💡 This example will show how you can sort a table, particularly unbounded tables.
Flink SQL supports ORDER BY
.
Bounded Tables can be sorted by any column, descending or ascending.
To use ORDER BY
on unbounded tables like server_logs
the primary sorting key needs to be a time attribute like log_time
.
In first example below, we are sorting the server_logs
by log_time
.
The second example is a bit more advanced:
It sorts the number of logs per minute and browser by the window_time
(a time attribute) and the cnt_browser
(descending), so that the browser with the highest number of logs is at the top of each window.
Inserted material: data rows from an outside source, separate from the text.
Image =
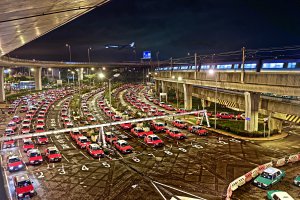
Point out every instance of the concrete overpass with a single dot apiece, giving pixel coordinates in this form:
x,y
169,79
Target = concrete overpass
x,y
246,96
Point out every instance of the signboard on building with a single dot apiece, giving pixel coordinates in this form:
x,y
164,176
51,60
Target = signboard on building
x,y
147,55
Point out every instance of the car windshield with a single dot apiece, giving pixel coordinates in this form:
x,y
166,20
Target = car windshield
x,y
155,138
53,152
123,144
28,142
266,175
12,160
83,140
24,183
35,154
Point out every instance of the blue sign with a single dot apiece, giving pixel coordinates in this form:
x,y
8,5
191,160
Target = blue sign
x,y
147,55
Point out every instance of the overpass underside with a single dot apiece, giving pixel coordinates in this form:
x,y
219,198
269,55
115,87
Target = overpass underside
x,y
251,103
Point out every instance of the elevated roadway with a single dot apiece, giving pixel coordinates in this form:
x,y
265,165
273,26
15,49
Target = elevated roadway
x,y
246,95
279,82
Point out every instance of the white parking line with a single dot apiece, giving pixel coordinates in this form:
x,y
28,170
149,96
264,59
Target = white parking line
x,y
65,157
8,187
84,155
73,145
20,153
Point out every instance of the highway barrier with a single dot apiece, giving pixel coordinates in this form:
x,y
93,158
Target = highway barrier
x,y
258,170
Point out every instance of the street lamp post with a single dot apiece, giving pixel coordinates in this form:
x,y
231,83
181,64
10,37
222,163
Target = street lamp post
x,y
69,47
73,76
101,75
212,72
89,57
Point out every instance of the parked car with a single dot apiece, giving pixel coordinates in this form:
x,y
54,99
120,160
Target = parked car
x,y
198,130
126,126
28,144
14,163
297,180
224,115
82,142
53,154
123,146
176,134
23,187
110,137
278,195
269,177
179,124
153,140
34,156
41,139
95,150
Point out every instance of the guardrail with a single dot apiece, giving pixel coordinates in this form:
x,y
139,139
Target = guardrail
x,y
240,181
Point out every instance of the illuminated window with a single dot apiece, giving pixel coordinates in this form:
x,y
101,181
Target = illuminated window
x,y
184,67
292,65
250,66
236,66
204,66
224,66
272,65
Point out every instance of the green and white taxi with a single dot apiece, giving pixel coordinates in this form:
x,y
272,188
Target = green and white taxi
x,y
269,177
278,195
297,180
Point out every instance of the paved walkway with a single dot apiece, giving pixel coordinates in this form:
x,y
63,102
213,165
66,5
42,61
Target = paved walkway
x,y
273,137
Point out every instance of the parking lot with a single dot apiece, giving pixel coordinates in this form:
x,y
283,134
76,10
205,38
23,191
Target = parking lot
x,y
199,166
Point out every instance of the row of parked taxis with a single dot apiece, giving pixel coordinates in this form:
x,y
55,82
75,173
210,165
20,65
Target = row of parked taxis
x,y
35,108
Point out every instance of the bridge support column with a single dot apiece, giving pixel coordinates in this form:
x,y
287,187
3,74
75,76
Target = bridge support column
x,y
80,74
188,89
205,103
275,124
251,111
2,91
38,78
164,87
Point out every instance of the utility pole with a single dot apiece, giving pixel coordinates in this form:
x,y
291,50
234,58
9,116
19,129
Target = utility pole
x,y
243,65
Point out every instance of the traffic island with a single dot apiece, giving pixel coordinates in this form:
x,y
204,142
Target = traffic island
x,y
273,136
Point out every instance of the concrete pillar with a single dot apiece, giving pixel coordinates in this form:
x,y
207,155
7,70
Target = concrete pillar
x,y
205,103
274,124
251,111
38,78
187,89
2,91
164,87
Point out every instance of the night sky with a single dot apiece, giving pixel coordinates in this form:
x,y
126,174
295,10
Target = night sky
x,y
172,27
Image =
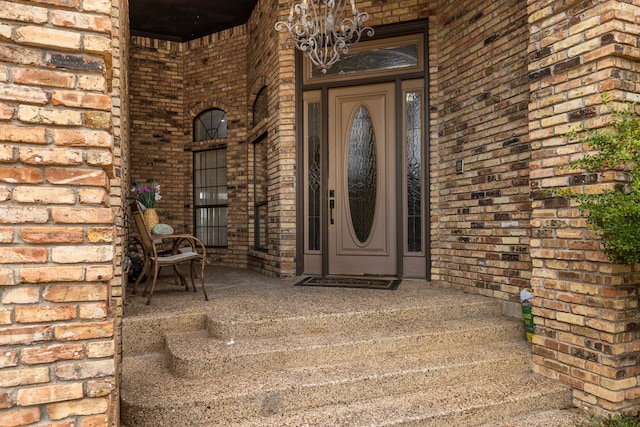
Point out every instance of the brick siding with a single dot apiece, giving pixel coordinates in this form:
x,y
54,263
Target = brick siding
x,y
62,136
506,80
586,309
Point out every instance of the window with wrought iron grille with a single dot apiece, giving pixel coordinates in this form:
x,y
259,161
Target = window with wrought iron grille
x,y
210,196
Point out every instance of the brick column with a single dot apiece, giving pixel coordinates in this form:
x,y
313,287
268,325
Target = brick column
x,y
59,98
586,308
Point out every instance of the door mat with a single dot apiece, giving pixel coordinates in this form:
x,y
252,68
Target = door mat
x,y
351,282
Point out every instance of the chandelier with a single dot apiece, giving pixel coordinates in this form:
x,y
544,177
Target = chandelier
x,y
323,29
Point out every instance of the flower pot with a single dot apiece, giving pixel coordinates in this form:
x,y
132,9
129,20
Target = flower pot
x,y
151,218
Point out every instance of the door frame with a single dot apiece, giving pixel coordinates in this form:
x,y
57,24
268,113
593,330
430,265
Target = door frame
x,y
302,86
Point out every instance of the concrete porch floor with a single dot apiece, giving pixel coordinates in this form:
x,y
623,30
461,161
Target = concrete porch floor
x,y
238,294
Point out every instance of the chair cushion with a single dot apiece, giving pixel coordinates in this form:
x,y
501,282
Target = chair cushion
x,y
162,229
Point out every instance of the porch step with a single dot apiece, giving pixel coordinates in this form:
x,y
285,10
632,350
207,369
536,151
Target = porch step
x,y
195,354
459,405
453,361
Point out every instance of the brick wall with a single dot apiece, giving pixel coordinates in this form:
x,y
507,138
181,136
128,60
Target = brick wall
x,y
157,148
586,308
507,80
60,174
480,232
215,76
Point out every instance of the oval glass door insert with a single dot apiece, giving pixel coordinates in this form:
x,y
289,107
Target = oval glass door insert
x,y
362,166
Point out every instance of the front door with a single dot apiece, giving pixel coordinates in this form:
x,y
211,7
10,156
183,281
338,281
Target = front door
x,y
362,229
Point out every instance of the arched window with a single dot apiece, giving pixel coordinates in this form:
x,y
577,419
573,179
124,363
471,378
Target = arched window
x,y
210,124
210,180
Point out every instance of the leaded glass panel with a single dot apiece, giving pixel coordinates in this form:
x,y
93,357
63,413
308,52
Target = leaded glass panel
x,y
413,106
362,175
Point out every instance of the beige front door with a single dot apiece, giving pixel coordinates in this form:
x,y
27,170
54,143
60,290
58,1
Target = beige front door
x,y
362,229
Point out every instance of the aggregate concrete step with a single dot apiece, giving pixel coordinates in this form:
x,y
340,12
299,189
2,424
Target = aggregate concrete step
x,y
341,322
195,354
566,417
150,391
460,405
476,402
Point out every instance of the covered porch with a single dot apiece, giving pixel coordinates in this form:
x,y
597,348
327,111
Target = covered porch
x,y
263,352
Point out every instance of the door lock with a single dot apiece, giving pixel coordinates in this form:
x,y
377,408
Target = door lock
x,y
332,205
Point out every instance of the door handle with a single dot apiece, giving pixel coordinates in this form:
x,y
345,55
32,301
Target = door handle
x,y
332,205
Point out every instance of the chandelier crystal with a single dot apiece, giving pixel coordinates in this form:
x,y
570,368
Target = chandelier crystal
x,y
324,29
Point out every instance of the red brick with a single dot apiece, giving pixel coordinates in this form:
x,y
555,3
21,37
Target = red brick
x,y
81,99
48,37
30,134
6,235
82,215
76,177
5,401
25,334
24,376
83,331
49,274
20,175
19,417
23,94
50,156
44,195
60,234
24,13
43,314
19,214
81,21
77,408
6,153
85,370
52,353
81,138
68,293
48,394
22,255
43,77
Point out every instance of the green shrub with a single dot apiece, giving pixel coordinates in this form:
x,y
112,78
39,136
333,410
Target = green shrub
x,y
615,213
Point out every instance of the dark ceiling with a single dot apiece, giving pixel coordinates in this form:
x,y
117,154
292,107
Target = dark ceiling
x,y
184,20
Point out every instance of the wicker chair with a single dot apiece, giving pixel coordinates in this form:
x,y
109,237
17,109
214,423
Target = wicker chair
x,y
167,250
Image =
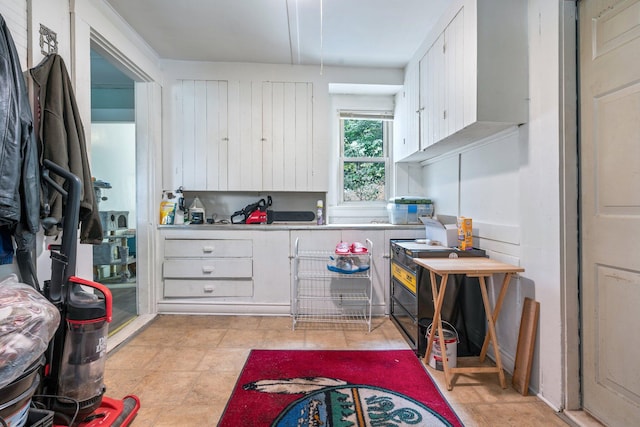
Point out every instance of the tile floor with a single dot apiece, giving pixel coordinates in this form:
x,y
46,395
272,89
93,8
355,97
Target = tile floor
x,y
183,368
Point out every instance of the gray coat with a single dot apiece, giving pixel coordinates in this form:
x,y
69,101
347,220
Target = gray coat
x,y
61,139
19,169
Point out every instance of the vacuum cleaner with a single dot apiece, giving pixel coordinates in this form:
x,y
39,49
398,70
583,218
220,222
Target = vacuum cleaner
x,y
72,381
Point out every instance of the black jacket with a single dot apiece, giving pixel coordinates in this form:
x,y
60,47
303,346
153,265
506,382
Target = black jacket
x,y
19,168
62,140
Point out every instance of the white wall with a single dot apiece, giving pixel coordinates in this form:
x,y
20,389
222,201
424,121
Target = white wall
x,y
510,185
113,146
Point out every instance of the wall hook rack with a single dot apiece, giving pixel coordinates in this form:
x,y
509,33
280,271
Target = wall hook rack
x,y
48,41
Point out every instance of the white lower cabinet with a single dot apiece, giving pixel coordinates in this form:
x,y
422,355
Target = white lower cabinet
x,y
207,268
249,271
226,272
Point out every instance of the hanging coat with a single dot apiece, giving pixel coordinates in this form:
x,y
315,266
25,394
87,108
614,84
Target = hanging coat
x,y
19,169
61,139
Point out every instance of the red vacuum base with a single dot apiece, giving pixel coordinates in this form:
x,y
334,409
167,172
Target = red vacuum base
x,y
112,413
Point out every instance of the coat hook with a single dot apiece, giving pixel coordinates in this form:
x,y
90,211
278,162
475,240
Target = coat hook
x,y
48,41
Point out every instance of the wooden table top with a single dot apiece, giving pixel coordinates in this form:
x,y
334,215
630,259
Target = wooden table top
x,y
473,266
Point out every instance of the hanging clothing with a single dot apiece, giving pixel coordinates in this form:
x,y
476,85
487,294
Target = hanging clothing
x,y
61,139
19,169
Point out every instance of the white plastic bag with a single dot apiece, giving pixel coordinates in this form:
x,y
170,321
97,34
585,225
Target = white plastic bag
x,y
27,323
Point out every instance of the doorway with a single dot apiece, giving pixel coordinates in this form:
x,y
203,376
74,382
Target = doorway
x,y
609,40
113,165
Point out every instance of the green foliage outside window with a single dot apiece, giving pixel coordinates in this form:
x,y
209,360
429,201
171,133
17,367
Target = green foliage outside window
x,y
364,167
CREATE TEMPORARY TABLE server_logs (
client_ip STRING,
client_identity STRING,
userid STRING,
user_agent STRING,
log_time TIMESTAMP(3),
request_line STRING,
status_code STRING,
size INT,
WATERMARK FOR log_time AS log_time - INTERVAL '15' SECONDS
) WITH (
'connector' = 'faker',
'fields.client_ip.expression' = '#{Internet.publicIpV4Address}',
'fields.client_identity.expression' = '-',
'fields.userid.expression' = '-',
'fields.user_agent.expression' = '#{Internet.userAgentAny}',
'fields.log_time.expression' = '#{date.past ''15'',''5'',''SECONDS''}',
'fields.request_line.expression' = '#{regexify ''(GET|POST|PUT|PATCH){1}''} #{regexify ''(/search\.html|/login\.html|/prod\.html|cart\.html|/order\.html){1}''} #{regexify ''(HTTP/1\.1|HTTP/2|/HTTP/1\.0){1}''}',
'fields.status_code.expression' = '#{regexify ''(200|201|204|400|401|403|301){1}''}',
'fields.size.expression' = '#{number.numberBetween ''100'',''10000000''}'
);
SELECT * FROM server_logs
ORDER BY log_time;
Advanced Example
CREATE TEMPORARY TABLE server_logs (
client_ip STRING,
client_identity STRING,
userid STRING,
user_agent STRING,
log_time TIMESTAMP(3),
request_line STRING,
status_code STRING,
size INT,
WATERMARK FOR log_time AS log_time - INTERVAL '15' SECONDS
) WITH (
'connector' = 'faker',
'fields.client_ip.expression' = '#{Internet.publicIpV4Address}',
'fields.client_identity.expression' = '-',
'fields.userid.expression' = '-',
'fields.user_agent.expression' = '#{Internet.userAgentAny}',
'fields.log_time.expression' = '#{date.past ''15'',''5'',''SECONDS''}',
'fields.request_line.expression' = '#{regexify ''(GET|POST|PUT|PATCH){1}''} #{regexify ''(/search\.html|/login\.html|/prod\.html|cart\.html|/order\.html){1}''} #{regexify ''(HTTP/1\.1|HTTP/2|/HTTP/1\.0){1}''}',
'fields.status_code.expression' = '#{regexify ''(200|201|204|400|401|403|301){1}''}',
'fields.size.expression' = '#{number.numberBetween ''100'',''10000000''}'
);
SELECT
TUMBLE_ROWTIME(log_time, INTERVAL '1' MINUTE) AS window_time,
REGEXP_EXTRACT(user_agent,'[^\/]+') AS browser,
COUNT(*) AS cnt_browser
FROM server_logs
GROUP BY
REGEXP_EXTRACT(user_agent,'[^\/]+'),
TUMBLE(log_time, INTERVAL '1' MINUTE)
ORDER BY
window_time,
cnt_browser DESC